Oui le voilà le portrait de ce fameux Bobinot décrit par Cripure ! Portrait de Bobinot , mais aussi de Cripure sous les apparences ( ou du moins ce qu'il ressent de lui-même et qu'il ne se pardonne pas ), de l'humanité toute entière  .....Cripure le pur qui aspire à la fraternité universelle sachant pourtant que c'est une douce utopie .

Citation :
Il existe un langage pour ainsi dire de la peau et du sang par où le langage secret se transmet de l'un à l'autre avec une sûreté infallible , révélant , je veux bien, dans un Mr quelconque , le battement  angoissé d'un coeur .Et ,par ce chemin , tous les hommes pourraient me devenir fraternels , je pourrais me reconnaitre en chacun d'entre eux et les aimer .Il ya des jours où j'ai été tout près de le faire , où ce sentiment poignant d'un malheur commun dans une fraternité commune a désarmé ma haine .....Puisque en fin de compte , c'était toujours le même battement de coeur angoissé qu'on retrouvait en chacun , la même épouvante devant la mort non seulement de soi , mais de l'amour -être séparés-qu'y avait-il d'autre à faire que de tendre les bras vers un dieu auquel il ne croyait plus ou croyait ne plus croire , au moins vers un frère aussi malheureux que soi ? Il l'avait parfois tenté , découvrant avec ivresse que son propre malheur s'allégeait au moins du fait qu'il ne serait plus seul à souffrir , et qu'il pourrait le partager avec d'autres .Mais ils n'avaient rien voulu savoir ! Nouveau mystère , c'est qu'ayant conscience de cela aussi , peu ou beaucoup, là n'était pas la question , ils continuassent d'agir comme ils le faisaient , comme si ce secret leur eût été étranger .En raison même de ce que pensait Cripure sur le mystère de ces langages et sur leur infaillible précision , sa conviction intime était que personne , du plus idiot au plus génial , n'était sourd .Ce battement angoissé du coeur , il était sûr que chaque homme du monde en percevait sa présence , en devinait le sens .Mais alors comment du sein de cette angoisse pouvait naitre tant de haine et non seulement de haine mais de sottise ....

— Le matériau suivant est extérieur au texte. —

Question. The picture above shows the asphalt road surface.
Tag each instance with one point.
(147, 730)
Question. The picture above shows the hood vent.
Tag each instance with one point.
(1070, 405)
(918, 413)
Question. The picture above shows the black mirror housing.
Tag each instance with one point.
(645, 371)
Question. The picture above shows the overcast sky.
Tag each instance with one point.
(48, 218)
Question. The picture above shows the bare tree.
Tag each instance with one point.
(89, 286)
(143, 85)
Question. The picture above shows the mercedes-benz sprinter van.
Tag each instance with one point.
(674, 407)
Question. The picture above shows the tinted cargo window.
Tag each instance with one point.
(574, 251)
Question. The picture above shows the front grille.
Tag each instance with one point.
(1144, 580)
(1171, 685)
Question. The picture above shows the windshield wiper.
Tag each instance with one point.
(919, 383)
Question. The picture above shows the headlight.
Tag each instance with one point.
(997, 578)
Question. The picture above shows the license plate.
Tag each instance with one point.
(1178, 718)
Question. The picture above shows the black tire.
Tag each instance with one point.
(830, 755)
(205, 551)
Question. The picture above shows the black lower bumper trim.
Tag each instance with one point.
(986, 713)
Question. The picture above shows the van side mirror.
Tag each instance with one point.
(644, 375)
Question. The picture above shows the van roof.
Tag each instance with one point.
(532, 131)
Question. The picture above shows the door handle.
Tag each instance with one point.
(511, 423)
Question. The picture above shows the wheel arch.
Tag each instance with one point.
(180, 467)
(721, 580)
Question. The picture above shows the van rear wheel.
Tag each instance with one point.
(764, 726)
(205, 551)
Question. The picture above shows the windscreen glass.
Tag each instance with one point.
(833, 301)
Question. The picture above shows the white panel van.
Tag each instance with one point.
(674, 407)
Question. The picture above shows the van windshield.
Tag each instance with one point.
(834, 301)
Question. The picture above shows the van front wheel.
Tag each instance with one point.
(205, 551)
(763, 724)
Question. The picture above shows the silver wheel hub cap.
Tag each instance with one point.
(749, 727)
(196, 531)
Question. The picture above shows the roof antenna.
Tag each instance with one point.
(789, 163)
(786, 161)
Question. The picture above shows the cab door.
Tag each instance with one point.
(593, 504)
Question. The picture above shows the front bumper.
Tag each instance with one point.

Un passage essentiel de l'oeuvre où toute la complexité de l'individu apparaît .
L'altérité représentée ici  comme la seule issue pour échapper à la peur et aux vilains maux sur terre : non pas vraiment ce serait  peut-être l'inverse aller au devant de l'autre en s'appuyant sur l'universel , ce "langage de la peau et du sang" pour trouver l'issue salvatrice qui conduirait à l'altérité ....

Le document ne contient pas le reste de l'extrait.